Youth-services nonprofit in the US

Youth Collaboratory is a nonprofit membership organization based in Pittsburgh, Pennsylvania, that provides training, technical assistance, and capacity-building services to youth-serving organizations in the United States in the areas of youth homelessness, human trafficking prevention, and youth mentoring. It originated as a collaborative network of service providers and continues to support coordination and knowledge-sharing across the youth-serving sector.

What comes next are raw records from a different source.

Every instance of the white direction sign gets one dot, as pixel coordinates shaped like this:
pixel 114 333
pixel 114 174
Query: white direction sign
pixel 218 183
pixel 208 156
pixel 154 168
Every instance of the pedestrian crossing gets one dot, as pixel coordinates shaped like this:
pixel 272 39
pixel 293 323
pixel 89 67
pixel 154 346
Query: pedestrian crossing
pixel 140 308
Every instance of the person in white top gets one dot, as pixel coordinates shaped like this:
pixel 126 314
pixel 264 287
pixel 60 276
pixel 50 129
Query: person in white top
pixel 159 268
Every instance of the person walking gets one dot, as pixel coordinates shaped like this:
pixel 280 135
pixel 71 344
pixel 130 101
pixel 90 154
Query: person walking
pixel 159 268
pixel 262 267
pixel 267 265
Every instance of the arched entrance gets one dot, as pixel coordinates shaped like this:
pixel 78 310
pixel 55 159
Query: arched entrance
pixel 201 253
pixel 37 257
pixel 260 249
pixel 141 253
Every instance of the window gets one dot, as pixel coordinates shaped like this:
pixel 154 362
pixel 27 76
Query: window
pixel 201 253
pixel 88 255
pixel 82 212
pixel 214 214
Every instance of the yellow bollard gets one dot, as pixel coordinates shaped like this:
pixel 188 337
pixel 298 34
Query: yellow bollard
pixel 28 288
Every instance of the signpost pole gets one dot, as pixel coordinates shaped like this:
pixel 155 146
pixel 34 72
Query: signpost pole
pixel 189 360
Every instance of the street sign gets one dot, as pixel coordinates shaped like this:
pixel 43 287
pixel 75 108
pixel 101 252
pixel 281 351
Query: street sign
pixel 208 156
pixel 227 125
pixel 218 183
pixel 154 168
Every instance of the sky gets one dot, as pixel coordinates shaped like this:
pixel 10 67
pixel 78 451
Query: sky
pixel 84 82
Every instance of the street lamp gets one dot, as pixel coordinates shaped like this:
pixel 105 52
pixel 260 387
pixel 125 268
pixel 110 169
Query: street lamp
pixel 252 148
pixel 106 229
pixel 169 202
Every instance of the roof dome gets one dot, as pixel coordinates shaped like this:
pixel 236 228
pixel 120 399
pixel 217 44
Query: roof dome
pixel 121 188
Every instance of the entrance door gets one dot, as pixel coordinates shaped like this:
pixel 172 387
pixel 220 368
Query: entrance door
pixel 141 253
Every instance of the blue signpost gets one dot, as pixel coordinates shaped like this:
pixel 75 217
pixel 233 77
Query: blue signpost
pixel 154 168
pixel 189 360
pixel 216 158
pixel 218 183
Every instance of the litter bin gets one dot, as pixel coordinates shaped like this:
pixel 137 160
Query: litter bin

Youth Collaboratory operates the Runaway and Homeless Youth Training, Technical Assistance, and Capacity Building Center (RHYTTAC) under a cooperative agreement with the Family and Youth Services Bureau (FYSB) of the U.S. Department of Health and Human Services (HHS). RHYTTAC serves as the training and technical assistance provider for all federally-funded Runaway and Homeless Youth (RHY) Program grantees nationwide.

==History==
Youth Collaboratory was founded in 1988 as the Mid-Atlantic Network of Youth and Family Services, Inc. (MANY) to coordinate services between youth-serving member organizations in the Mid-Atlantic region. It has since grown to a membership organization working with youth-serving organizations throughout the United States.

In November 2018, the organization adopted the name Youth Collaboratory.

==Programs and services==
Youth Collaboratory provides training, technical assistance, and capacity-building services to nonprofit and public agencies working with youth populations. Its work includes support for programs addressing youth homelessness, human trafficking, and youth mentoring. The organization developed Mentoring+, a one-on-one community-based mentoring program model established in 2005 for youth ages 6–17 at risk of juvenile justice involvement. The model is designed for implementation by member organizations and is aligned with the Elements of Effective Practice for Mentoring standards.

Through RHYTTAC, Youth Collaboratory develops and delivers training, facilitates peer learning, and supports implementation of best practices for federally funded runaway and homeless youth programs. RHYTTAC also coordinates the annual national training for all federal RHY grantees.

The organization also receives funding from the Department of Justice's Office of Juvenile Justice and Delinquency Prevention (OJJDP) to provide training and technical assistance to organizations serving young victims of commercial sexual exploitation and domestic sex trafficking.

==Recognition==
In 2024, Youth Collaboratory received the Pembrook Award for Survivor Inclusion from Freedom Network USA, recognizing demonstrated commitment to survivor inclusion in anti-trafficking work.

Joy Thompson, director of programs at Youth Collaboratory, serves on the National Advisory Committee on the Trafficking of Children and Youth in the United States, a federal advisory committee under the Administration for Children and Families.